Gartner: BPM Spending To Keep Increasing This Year


Businesses may still be cutting back on other initiatives, but they expect to increase their BPM investments during 2011, according to research by Gartner Inc.

Overall, participants in Gartner's global BPM spending survey were bullish on BPM spending, with 54% planning an increase of at least 5% this year. Nearly 20% expected an increase of 10% or more.
Survey respondents in the Asia/Pacific region, where some countries are experiencing strong economic growth, were especially interested in investing in BPM: Fully 25% said they expect increases of at least 10% this year.

What's behind the overall upswing? BPM is focused on improving business outcomes and explicitly meets the objectives of many organizations' return-to-growth strategies, A Gartner principal analyst, explained in announcing the survey results. Gartner also cited increased interest in SaaS tools, which offer a cheaper entry point, and a shift toward funding BPM projects from business-unit budgets rather than IT, reflecting emphasis on BPM's business benefits.

But Gartner cautioned companies against becoming over-optimistic about process-improvement potential.
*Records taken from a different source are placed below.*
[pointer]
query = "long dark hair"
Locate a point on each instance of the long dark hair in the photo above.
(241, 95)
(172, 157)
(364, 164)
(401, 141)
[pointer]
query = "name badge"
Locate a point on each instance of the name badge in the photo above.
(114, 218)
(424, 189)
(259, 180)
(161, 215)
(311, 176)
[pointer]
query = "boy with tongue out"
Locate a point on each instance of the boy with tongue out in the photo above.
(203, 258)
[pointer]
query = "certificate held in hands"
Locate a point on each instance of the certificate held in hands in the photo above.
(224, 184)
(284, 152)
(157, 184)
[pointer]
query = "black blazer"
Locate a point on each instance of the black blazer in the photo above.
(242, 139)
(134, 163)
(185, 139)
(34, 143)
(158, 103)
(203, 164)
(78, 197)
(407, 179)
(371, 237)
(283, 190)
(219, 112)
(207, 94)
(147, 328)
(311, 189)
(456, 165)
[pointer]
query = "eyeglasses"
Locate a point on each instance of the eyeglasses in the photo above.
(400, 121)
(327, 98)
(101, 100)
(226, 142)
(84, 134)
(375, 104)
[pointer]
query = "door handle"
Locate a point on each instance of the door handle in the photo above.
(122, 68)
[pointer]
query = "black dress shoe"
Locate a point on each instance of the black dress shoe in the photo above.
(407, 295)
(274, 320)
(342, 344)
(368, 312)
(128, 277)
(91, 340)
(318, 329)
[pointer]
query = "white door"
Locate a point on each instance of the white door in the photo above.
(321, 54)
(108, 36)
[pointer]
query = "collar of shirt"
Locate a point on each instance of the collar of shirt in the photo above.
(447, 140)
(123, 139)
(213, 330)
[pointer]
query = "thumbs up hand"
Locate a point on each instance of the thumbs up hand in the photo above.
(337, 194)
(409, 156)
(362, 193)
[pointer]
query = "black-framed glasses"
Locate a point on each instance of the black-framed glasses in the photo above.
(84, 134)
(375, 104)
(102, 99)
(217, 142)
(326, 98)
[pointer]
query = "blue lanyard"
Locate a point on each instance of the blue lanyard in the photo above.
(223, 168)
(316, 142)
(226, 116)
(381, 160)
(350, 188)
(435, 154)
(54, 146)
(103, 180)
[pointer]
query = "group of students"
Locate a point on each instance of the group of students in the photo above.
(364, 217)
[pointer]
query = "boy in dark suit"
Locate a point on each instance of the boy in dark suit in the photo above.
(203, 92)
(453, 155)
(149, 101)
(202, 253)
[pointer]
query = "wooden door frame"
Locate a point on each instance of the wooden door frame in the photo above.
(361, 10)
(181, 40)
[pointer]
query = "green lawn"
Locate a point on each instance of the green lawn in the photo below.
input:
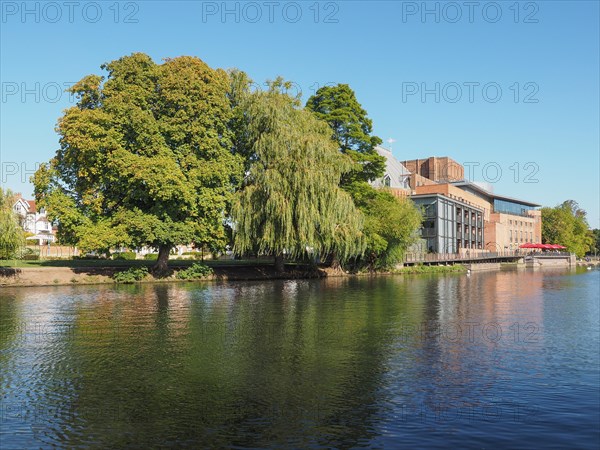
(122, 263)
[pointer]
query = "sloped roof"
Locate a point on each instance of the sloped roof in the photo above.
(393, 168)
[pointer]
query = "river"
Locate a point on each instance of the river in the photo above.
(488, 360)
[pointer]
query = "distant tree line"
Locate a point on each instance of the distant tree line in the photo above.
(566, 224)
(176, 153)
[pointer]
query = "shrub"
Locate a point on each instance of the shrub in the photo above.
(128, 256)
(131, 275)
(30, 254)
(194, 272)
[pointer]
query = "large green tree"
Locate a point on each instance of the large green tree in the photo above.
(145, 158)
(291, 202)
(390, 225)
(566, 224)
(11, 234)
(352, 130)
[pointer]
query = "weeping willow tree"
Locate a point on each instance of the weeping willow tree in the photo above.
(11, 234)
(291, 203)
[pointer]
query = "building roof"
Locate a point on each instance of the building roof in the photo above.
(393, 168)
(462, 202)
(479, 189)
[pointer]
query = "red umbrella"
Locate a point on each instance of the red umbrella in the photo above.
(528, 245)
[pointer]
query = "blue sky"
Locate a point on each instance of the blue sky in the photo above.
(511, 90)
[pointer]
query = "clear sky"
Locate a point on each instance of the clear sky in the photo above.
(510, 89)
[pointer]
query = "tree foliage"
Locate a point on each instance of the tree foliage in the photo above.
(338, 106)
(390, 225)
(595, 248)
(566, 224)
(145, 158)
(291, 200)
(12, 239)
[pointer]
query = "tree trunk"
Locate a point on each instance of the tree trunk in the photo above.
(162, 262)
(335, 262)
(279, 264)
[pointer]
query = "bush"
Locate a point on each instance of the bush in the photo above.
(194, 272)
(30, 254)
(131, 275)
(127, 256)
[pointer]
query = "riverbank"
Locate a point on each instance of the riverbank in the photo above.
(62, 273)
(61, 276)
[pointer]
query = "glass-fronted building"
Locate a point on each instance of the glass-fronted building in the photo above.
(450, 225)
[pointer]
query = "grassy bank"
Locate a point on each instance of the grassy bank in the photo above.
(420, 268)
(85, 263)
(71, 272)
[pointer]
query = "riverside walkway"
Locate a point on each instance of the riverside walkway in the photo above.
(476, 257)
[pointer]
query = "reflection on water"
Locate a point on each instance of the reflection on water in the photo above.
(491, 359)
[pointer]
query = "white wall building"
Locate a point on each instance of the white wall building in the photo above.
(34, 221)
There is a mismatch between what users think they will achieve from BPM and what they actually achieve. Understanding the real benefits and how to measure them will help organizations create better business cases and get the expected business results.

The survey, which included nearly 600 midsize-to-large companies in 14 countries, indicated that companies' initial BPM investments fall somewhere between £100,000 and £200,000. Gartner calls that range low in comparison with the cost of many BPM-suite implementations. The upshot: Many companies want BPM capability--but aren't ready to buy a complete suite.